Fuel of Freedom
Victorian economist Alfred Marshall argued that it was no accident that free societies and coal-powered industries are found together.
1878
Queen Victoria 1837-1901
Victorian economist Alfred Marshall argued that it was no accident that free societies and coal-powered industries are found together.
1878
Queen Victoria 1837-1901
In 1878, Alfred Marshall, one of the most influential British economists of his day, looked back over a hundred years of social progress. For some, the French Revolution (1789) was the key, for some the Communist Manifesto (1848). But Marshall believed that what had liberated the people and raised their standard of living to new heights was not political idealism, but coal and steam.

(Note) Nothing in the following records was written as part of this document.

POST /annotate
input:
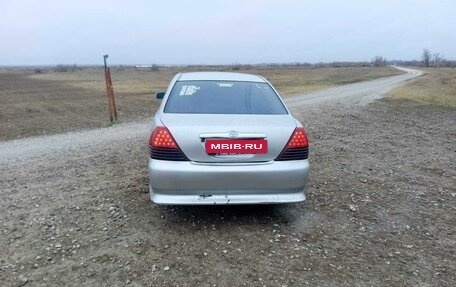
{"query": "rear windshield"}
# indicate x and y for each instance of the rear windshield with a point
(224, 97)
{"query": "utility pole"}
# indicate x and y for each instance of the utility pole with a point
(110, 92)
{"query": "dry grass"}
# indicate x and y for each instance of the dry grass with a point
(54, 102)
(437, 87)
(288, 81)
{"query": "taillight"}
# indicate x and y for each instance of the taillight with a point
(297, 147)
(163, 146)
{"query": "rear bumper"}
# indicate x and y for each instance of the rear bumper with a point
(201, 184)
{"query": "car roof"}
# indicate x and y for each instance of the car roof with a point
(220, 76)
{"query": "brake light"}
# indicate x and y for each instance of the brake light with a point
(163, 146)
(297, 147)
(298, 139)
(161, 137)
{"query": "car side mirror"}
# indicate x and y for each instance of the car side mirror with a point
(159, 95)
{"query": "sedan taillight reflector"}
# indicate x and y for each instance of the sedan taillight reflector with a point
(161, 137)
(297, 147)
(162, 146)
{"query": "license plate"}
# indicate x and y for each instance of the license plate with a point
(236, 146)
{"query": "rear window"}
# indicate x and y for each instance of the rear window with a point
(224, 97)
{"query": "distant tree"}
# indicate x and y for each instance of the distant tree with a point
(426, 57)
(155, 68)
(379, 61)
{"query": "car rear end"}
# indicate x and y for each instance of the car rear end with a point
(223, 138)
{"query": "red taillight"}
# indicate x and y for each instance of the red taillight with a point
(162, 146)
(297, 147)
(298, 139)
(162, 138)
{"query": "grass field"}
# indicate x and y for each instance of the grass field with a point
(436, 87)
(53, 102)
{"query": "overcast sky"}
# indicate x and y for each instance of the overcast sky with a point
(36, 32)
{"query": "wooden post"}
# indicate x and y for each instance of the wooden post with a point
(110, 92)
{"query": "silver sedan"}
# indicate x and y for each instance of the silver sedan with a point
(225, 138)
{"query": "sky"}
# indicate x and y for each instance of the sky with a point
(50, 32)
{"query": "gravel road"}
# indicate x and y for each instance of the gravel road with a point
(74, 208)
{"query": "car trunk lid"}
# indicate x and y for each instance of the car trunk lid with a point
(193, 131)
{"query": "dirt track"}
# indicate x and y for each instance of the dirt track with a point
(380, 211)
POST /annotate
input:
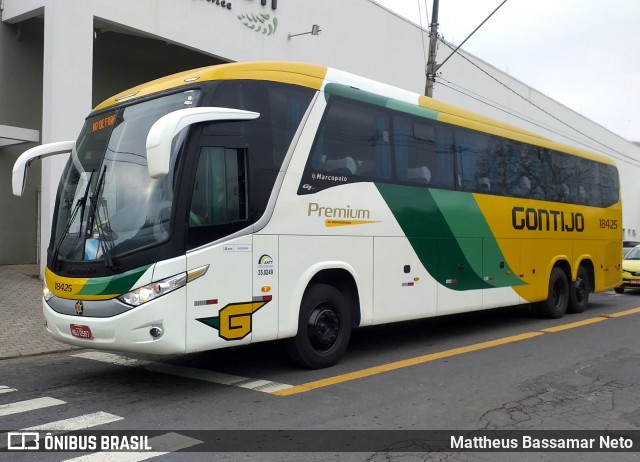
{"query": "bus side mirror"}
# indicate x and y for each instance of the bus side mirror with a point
(166, 127)
(19, 177)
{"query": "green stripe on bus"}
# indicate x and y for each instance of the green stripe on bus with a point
(113, 285)
(449, 235)
(371, 98)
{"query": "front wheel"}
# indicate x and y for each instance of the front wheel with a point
(324, 328)
(579, 292)
(555, 306)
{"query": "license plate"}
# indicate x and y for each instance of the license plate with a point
(81, 331)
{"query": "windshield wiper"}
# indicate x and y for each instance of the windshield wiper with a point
(81, 202)
(105, 236)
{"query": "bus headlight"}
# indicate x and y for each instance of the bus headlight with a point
(46, 293)
(154, 290)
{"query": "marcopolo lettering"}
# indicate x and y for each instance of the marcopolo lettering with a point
(546, 220)
(222, 3)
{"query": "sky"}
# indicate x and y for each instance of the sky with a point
(582, 53)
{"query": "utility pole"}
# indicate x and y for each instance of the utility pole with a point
(433, 42)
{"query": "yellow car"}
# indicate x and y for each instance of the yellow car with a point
(630, 270)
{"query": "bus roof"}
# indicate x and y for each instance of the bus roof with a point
(314, 76)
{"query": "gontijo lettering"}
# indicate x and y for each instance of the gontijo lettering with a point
(546, 220)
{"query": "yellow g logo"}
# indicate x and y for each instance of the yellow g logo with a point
(235, 320)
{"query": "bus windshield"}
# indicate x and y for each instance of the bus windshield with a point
(107, 203)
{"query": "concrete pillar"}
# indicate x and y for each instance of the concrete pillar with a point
(68, 68)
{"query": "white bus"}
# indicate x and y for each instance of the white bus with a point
(250, 202)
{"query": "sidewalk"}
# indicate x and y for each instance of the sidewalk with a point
(22, 331)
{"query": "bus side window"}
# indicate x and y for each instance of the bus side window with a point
(353, 140)
(473, 159)
(423, 152)
(220, 189)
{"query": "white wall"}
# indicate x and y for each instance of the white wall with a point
(479, 87)
(358, 36)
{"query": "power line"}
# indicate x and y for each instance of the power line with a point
(540, 108)
(470, 94)
(469, 36)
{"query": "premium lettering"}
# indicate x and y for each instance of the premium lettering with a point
(546, 220)
(315, 209)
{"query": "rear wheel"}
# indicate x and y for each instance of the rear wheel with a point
(579, 291)
(555, 306)
(324, 328)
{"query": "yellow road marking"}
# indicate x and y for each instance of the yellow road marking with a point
(573, 325)
(309, 386)
(623, 313)
(401, 364)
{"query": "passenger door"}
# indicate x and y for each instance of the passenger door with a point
(219, 301)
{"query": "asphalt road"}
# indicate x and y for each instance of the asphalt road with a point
(503, 369)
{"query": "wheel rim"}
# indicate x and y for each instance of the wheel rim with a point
(558, 294)
(581, 289)
(323, 327)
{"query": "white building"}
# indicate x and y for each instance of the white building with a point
(59, 58)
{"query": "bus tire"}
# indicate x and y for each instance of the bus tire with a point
(579, 291)
(555, 306)
(324, 328)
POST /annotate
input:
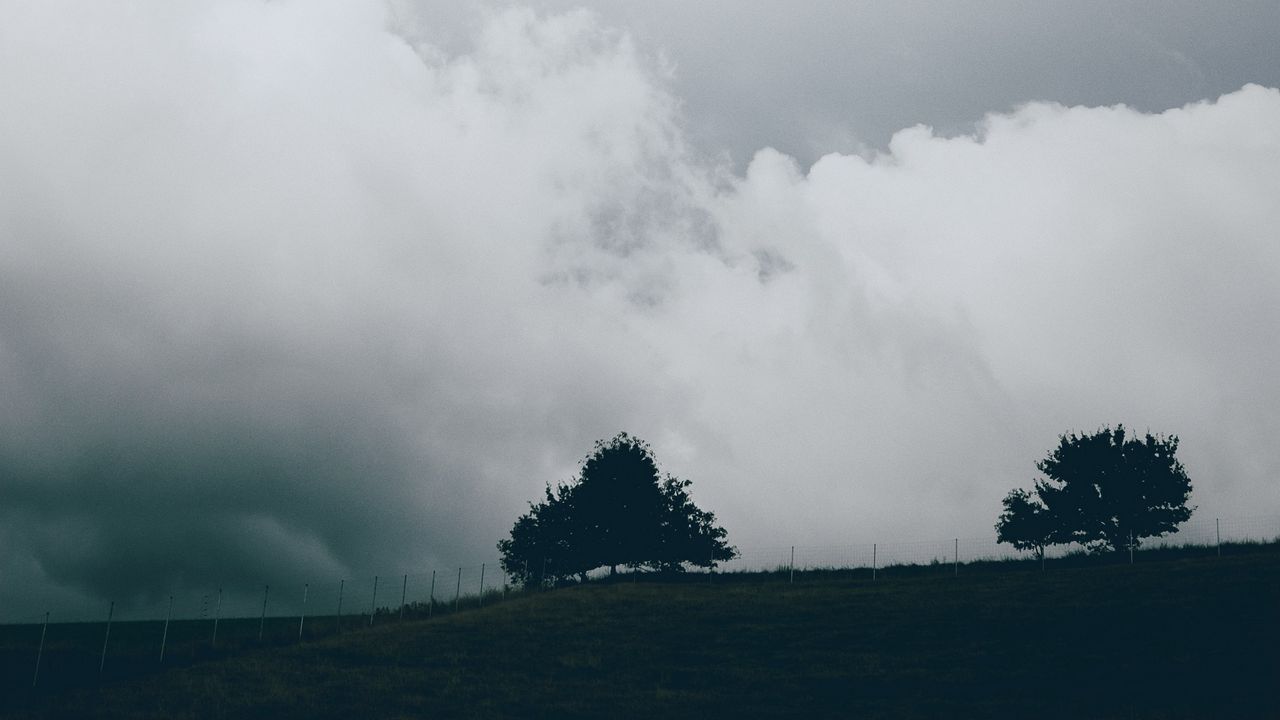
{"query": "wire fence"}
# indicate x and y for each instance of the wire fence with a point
(122, 638)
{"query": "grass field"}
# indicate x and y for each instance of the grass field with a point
(1176, 636)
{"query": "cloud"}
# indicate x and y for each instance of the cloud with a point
(289, 292)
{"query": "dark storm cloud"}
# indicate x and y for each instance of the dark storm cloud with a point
(300, 290)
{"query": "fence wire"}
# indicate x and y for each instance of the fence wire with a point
(96, 639)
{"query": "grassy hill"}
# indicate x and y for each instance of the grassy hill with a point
(1180, 637)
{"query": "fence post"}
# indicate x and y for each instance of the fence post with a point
(218, 614)
(266, 591)
(403, 595)
(430, 605)
(106, 637)
(41, 651)
(342, 584)
(164, 637)
(304, 616)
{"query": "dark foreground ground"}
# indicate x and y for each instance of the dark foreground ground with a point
(1182, 637)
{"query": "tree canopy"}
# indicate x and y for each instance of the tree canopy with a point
(1105, 491)
(620, 511)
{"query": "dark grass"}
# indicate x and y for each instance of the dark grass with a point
(1182, 634)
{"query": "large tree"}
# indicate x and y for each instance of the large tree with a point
(1106, 491)
(618, 513)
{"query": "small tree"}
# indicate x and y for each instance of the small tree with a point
(617, 513)
(1027, 524)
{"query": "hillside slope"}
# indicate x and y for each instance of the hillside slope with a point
(1178, 638)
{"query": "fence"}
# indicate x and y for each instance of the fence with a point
(141, 636)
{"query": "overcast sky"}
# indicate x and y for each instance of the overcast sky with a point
(318, 288)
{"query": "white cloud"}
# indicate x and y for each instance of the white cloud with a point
(284, 268)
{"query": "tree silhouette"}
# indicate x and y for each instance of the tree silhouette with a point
(618, 513)
(1027, 523)
(1105, 491)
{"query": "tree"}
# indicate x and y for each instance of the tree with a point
(1105, 491)
(618, 513)
(1027, 523)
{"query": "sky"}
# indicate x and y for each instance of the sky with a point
(316, 288)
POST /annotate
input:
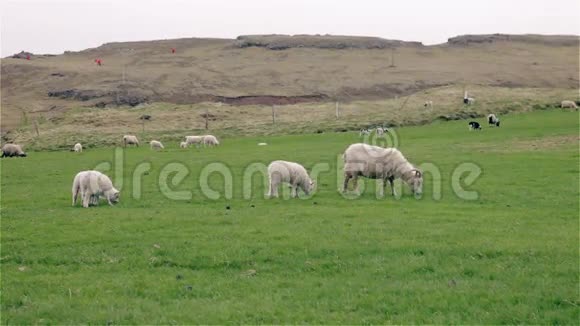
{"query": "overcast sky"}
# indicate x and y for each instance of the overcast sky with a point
(53, 26)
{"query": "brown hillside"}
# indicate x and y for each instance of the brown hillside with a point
(276, 69)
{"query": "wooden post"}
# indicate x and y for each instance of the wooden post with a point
(206, 118)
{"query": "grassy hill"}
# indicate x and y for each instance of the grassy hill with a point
(304, 71)
(508, 256)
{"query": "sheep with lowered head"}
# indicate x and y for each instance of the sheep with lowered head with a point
(388, 164)
(12, 150)
(568, 105)
(156, 145)
(288, 172)
(91, 185)
(130, 140)
(194, 140)
(210, 140)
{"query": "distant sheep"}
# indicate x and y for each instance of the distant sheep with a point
(492, 120)
(194, 140)
(388, 164)
(91, 185)
(210, 140)
(568, 105)
(288, 172)
(12, 150)
(156, 145)
(474, 125)
(130, 140)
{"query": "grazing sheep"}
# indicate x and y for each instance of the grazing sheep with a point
(156, 145)
(130, 140)
(493, 120)
(376, 162)
(210, 140)
(288, 172)
(12, 150)
(568, 105)
(468, 100)
(91, 185)
(194, 140)
(474, 125)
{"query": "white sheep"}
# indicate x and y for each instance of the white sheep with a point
(11, 150)
(194, 140)
(156, 145)
(91, 185)
(210, 140)
(568, 104)
(376, 162)
(130, 140)
(492, 120)
(288, 172)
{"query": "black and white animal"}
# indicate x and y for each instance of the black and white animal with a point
(493, 120)
(474, 125)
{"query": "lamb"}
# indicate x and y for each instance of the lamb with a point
(191, 140)
(91, 185)
(376, 162)
(156, 145)
(209, 140)
(130, 140)
(468, 100)
(493, 120)
(12, 150)
(289, 172)
(568, 104)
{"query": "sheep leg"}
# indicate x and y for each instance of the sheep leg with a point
(391, 180)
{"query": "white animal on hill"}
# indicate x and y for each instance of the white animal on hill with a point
(91, 185)
(210, 140)
(388, 164)
(194, 140)
(130, 140)
(288, 172)
(12, 150)
(156, 145)
(468, 100)
(568, 105)
(492, 120)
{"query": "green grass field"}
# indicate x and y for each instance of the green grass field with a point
(510, 256)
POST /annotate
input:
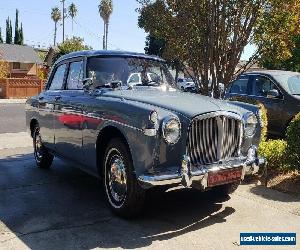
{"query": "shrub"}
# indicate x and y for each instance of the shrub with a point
(274, 151)
(4, 69)
(293, 142)
(264, 118)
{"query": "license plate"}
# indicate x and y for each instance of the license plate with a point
(224, 176)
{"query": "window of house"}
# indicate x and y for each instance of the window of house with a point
(134, 78)
(16, 65)
(58, 78)
(75, 76)
(262, 85)
(240, 86)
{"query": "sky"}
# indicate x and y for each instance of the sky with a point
(124, 33)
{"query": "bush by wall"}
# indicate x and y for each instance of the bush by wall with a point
(293, 142)
(274, 151)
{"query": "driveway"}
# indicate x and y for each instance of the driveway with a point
(64, 208)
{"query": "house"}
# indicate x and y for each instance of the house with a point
(23, 60)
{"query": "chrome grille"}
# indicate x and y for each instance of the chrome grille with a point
(212, 139)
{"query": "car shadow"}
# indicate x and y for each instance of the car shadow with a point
(271, 194)
(65, 208)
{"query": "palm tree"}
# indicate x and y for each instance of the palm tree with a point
(56, 17)
(72, 13)
(105, 10)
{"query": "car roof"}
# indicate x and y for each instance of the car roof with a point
(95, 53)
(271, 72)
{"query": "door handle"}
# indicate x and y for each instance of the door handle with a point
(56, 98)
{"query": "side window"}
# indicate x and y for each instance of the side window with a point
(240, 86)
(58, 79)
(75, 75)
(262, 85)
(134, 78)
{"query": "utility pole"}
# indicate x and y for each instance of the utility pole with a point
(64, 16)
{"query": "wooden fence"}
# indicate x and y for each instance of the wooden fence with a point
(12, 88)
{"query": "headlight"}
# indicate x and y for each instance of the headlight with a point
(250, 122)
(171, 130)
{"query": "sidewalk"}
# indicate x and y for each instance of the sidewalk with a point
(12, 101)
(15, 140)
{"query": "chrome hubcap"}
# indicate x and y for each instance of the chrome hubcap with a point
(117, 179)
(38, 146)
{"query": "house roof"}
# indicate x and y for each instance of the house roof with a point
(18, 53)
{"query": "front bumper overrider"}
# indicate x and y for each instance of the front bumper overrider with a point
(197, 176)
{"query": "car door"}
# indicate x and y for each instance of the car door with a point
(69, 122)
(261, 85)
(47, 102)
(240, 89)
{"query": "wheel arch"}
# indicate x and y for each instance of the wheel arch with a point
(33, 123)
(104, 136)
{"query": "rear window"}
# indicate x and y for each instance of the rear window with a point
(240, 86)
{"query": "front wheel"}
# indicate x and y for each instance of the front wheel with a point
(42, 156)
(125, 196)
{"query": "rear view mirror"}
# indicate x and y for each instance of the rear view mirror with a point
(87, 83)
(273, 93)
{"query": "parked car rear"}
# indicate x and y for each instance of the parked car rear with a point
(279, 91)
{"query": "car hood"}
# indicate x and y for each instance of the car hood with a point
(187, 104)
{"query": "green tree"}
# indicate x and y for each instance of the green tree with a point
(210, 36)
(70, 45)
(17, 31)
(105, 10)
(291, 64)
(56, 17)
(72, 13)
(155, 46)
(1, 39)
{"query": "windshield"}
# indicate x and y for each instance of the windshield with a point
(291, 82)
(130, 72)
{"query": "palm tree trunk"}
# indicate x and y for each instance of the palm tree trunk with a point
(72, 26)
(55, 29)
(106, 34)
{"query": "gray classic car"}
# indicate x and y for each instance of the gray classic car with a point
(136, 137)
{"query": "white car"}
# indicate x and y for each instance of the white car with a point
(184, 83)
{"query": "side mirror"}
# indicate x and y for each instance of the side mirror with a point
(115, 84)
(87, 83)
(273, 93)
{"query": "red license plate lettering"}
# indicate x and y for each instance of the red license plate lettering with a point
(224, 176)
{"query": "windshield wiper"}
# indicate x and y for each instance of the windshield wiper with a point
(149, 83)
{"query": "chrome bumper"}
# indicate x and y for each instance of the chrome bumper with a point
(197, 176)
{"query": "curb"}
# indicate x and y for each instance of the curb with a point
(12, 101)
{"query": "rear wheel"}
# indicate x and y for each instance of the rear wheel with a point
(125, 196)
(42, 156)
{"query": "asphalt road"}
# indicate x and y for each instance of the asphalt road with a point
(12, 118)
(64, 208)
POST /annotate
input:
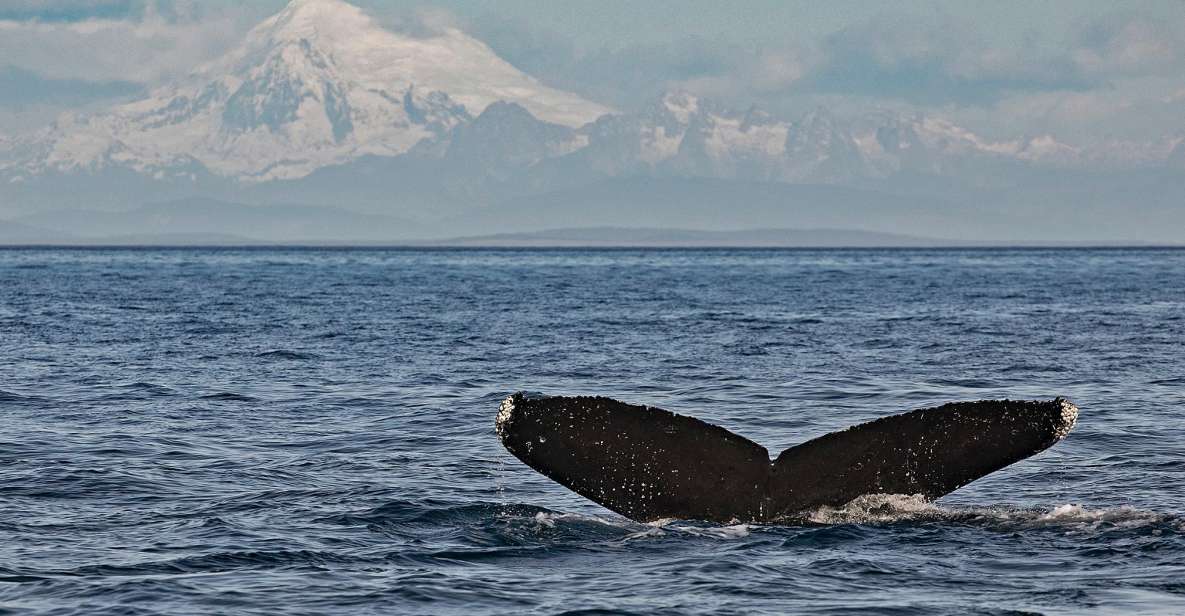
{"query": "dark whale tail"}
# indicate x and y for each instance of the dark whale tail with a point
(647, 463)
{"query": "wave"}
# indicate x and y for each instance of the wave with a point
(895, 508)
(287, 354)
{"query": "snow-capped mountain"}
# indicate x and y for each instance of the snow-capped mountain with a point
(318, 84)
(320, 104)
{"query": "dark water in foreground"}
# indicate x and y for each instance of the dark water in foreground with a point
(311, 431)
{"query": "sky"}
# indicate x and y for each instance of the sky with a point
(1082, 70)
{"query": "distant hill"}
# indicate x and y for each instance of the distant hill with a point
(622, 237)
(15, 233)
(211, 222)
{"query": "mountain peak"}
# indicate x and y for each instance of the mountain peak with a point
(314, 19)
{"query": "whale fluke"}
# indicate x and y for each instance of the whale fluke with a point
(647, 463)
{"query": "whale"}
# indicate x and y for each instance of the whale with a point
(649, 464)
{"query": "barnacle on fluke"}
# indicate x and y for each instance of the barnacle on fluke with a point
(648, 463)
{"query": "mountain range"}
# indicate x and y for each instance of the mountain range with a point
(322, 107)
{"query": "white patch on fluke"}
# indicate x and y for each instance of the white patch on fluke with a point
(504, 415)
(1069, 417)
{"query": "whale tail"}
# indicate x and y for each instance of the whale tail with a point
(648, 463)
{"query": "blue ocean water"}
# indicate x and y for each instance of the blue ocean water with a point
(311, 431)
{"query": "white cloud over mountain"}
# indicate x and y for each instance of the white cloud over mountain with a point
(412, 115)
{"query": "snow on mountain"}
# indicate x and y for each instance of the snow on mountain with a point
(318, 84)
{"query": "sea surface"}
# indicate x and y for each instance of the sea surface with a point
(311, 431)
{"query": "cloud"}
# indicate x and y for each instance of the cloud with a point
(149, 47)
(20, 89)
(903, 58)
(68, 10)
(1129, 44)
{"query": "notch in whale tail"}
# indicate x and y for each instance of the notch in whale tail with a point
(647, 463)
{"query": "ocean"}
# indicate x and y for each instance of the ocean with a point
(311, 430)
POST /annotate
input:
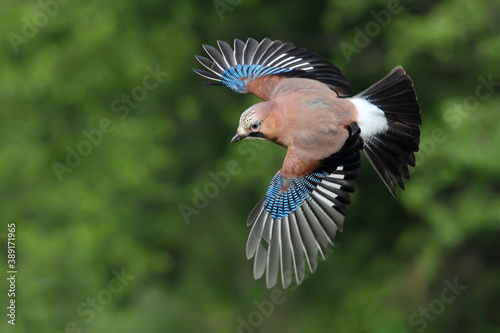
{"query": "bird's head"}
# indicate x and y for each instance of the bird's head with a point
(253, 123)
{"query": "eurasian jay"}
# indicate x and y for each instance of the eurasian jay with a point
(304, 111)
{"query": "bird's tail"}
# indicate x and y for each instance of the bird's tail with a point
(389, 116)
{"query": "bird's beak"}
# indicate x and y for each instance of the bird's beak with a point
(236, 138)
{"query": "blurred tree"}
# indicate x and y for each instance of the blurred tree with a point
(105, 90)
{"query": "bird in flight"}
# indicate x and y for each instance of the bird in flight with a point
(305, 109)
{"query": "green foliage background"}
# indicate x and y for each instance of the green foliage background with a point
(119, 208)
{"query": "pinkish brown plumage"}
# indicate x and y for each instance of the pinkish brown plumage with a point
(302, 111)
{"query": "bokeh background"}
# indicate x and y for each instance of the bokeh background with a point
(71, 67)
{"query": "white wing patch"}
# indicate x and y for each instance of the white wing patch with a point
(371, 120)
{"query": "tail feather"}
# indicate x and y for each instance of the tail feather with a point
(390, 146)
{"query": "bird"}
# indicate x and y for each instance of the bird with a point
(306, 109)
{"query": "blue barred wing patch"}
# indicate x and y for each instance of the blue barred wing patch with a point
(300, 216)
(280, 203)
(238, 66)
(237, 78)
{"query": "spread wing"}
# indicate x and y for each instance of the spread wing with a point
(300, 216)
(237, 68)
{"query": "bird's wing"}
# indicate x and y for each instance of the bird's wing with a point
(300, 216)
(237, 68)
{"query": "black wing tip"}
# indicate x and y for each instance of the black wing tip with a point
(322, 69)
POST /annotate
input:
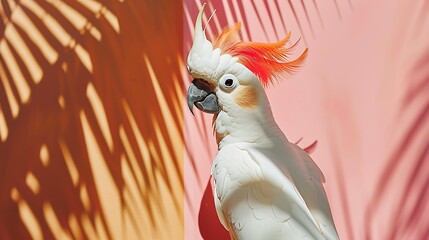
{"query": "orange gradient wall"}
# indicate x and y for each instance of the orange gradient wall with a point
(96, 141)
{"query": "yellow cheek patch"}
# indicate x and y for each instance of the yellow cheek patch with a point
(247, 97)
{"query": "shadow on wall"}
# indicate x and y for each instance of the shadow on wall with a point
(91, 142)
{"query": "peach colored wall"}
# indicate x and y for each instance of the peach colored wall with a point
(363, 94)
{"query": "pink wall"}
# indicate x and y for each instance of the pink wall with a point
(362, 95)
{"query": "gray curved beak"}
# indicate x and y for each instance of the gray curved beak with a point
(200, 95)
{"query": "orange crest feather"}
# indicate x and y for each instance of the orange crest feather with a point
(265, 60)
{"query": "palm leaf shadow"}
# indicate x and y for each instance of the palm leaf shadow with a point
(92, 134)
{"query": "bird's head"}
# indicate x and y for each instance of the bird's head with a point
(229, 74)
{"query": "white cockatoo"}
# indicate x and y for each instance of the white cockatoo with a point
(265, 186)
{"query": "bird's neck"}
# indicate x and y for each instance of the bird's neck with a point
(255, 126)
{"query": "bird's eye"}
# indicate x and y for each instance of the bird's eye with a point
(228, 82)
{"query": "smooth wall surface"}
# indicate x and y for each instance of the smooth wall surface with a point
(362, 94)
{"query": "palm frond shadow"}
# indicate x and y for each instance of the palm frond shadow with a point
(91, 141)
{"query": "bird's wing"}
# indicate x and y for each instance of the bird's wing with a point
(258, 200)
(310, 184)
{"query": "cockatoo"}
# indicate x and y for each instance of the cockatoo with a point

TO us, more than to any other nation on the globe, dearth of coal means material ruin. The enormous changes effected both here and elsewhere during the last hundred years by the aid of British coal have been described again and again.
We are perfectly familiar with such facts as that the population of this country has increased five-fold during that time: that the exports and imports have increased considerably over ten-fold: that in the interval portions of the globe amounting in area to something over a hundred times the area of the British Isles have been largely colonised and settled by British subjects, and are now the seats of ordered industry and intelligence comparable with those of the mother country herself: and so with endless other facts, all tending to show that a development of power and an increase of wealth have been witnessed in the past century, with which nothing whatever in the previous history of the world can be compared.